The political is forever in search of easy solutions to please, or at least appease, a sizeable majority. It is no wonder that triangulation, the idea that a third way can always be found between absolutes, is so popular. As our problems become more difficult, the search for easy solutions becomes more intense.
Having elevated global warming to “crisis” with no particular foresight, the political class is now in need of an acceptable solution — one that appears not to cost the electorate too much in money, jobs, and convenience. Violà, “green jobs!” They will not merely clean the world, but simultaneously solve our economic problems.
The challenge that green jobs’ creation and sustaining present is brushed blithely away as a modern day Space Race. Of course, the fact that the 1960s’ Space Race was relatively easy — taking a man to the moon and safely back — is overlooked. That still amounted to taking just one person to one place. Today’s green revolution proposes figuratively to transport the entire planet to another place.
The question whether this can be done “safely” is still open to debate. Or at least it should be.

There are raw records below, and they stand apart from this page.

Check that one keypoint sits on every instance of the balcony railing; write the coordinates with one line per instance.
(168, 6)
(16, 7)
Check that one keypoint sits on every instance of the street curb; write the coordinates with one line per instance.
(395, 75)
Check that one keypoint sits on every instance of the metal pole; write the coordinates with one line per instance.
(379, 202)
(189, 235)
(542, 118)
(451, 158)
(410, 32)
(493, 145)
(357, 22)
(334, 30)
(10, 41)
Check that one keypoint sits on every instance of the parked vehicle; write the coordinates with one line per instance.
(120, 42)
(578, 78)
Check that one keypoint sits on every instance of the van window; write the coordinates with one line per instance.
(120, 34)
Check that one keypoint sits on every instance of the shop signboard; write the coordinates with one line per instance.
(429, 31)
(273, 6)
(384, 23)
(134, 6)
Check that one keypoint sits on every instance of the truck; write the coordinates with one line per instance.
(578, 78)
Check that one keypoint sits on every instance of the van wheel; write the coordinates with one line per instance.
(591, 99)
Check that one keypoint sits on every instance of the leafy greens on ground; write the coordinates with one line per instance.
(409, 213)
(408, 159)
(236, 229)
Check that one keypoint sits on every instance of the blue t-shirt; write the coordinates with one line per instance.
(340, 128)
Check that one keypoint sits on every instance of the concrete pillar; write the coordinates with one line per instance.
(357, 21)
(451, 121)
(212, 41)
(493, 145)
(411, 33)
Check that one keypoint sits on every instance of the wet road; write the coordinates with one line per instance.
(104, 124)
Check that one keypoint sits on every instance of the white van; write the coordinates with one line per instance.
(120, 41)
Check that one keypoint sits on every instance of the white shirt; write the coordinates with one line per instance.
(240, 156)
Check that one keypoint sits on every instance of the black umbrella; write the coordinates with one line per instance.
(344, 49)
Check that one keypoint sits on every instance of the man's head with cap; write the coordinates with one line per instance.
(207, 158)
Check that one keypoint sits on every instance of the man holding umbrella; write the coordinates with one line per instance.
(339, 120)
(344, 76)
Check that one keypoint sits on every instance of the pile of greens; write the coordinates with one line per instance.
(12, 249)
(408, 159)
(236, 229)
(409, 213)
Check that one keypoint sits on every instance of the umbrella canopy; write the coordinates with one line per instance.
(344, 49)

While green jobs may be the answer to the political class, the economic class is still left with impertinent questions. Will the green revolution be more productive than current methods of producing and using energy? The answer is important. Only if it is “yes” can the green movement succeed in producing the jobs it promises.
Certainly it will create jobs, but it will cost them too. Yes, it will create new energy, but will it compensate for the energy sources and uses it would have us eschew?
And these basic questions beg another: If this is possible, why is it not already being pursued? If it were possible, the economic pay-off, regardless of motivation, would already exist and should have been profitably seized.
This question of productivity — is a new mode of endeavor more efficient than the old? — has been faced by all technological revolutions. Only if they are –in the case of motive power: sail over oar, steam over sail, coal over steam, and petroleum over coal — is replacement possible.
Without greater productivity, change is cost-prohibitive. Prosperity springs from productivity. We are only as prosperous as we are productive. No one can successfully incur the added cost of replacement if the new method is not sufficiently more productive. As inconvenient as this truth may be, we must conform to this absolute.
This is not to say that the green revolution cannot meet this challenge, it is simply saying that it must. Failure to do so will mean our standard of living will not be replaced and the promised green jobs will not be the equal to those they destroyed.
Politics’ palette is comprised of infinite shades of gray. Economics uses just two colors: black and red, as in profits and losses. When you write the laws, as politicians do, it is easy to arrive at the misconception that you also make the rules. It is not hard therefore to understand why they believe adding green could allow them to circumvent economics’ black and red.
In economics El Dorado is rarely found, in politics it is rarely missed. In the political world, one does not get far on the strength of bare majorities, let alone minorities. This is why so many difficult issues go unmet. With today’s problems, the temptation to accept the political route is doubly attractive. But politics’ necessity still does not allow us to gloss over economics’ consequences. Regardless of the infinite subjective justifications for the undertaking, there is still a single objective criterion by which success will be judged.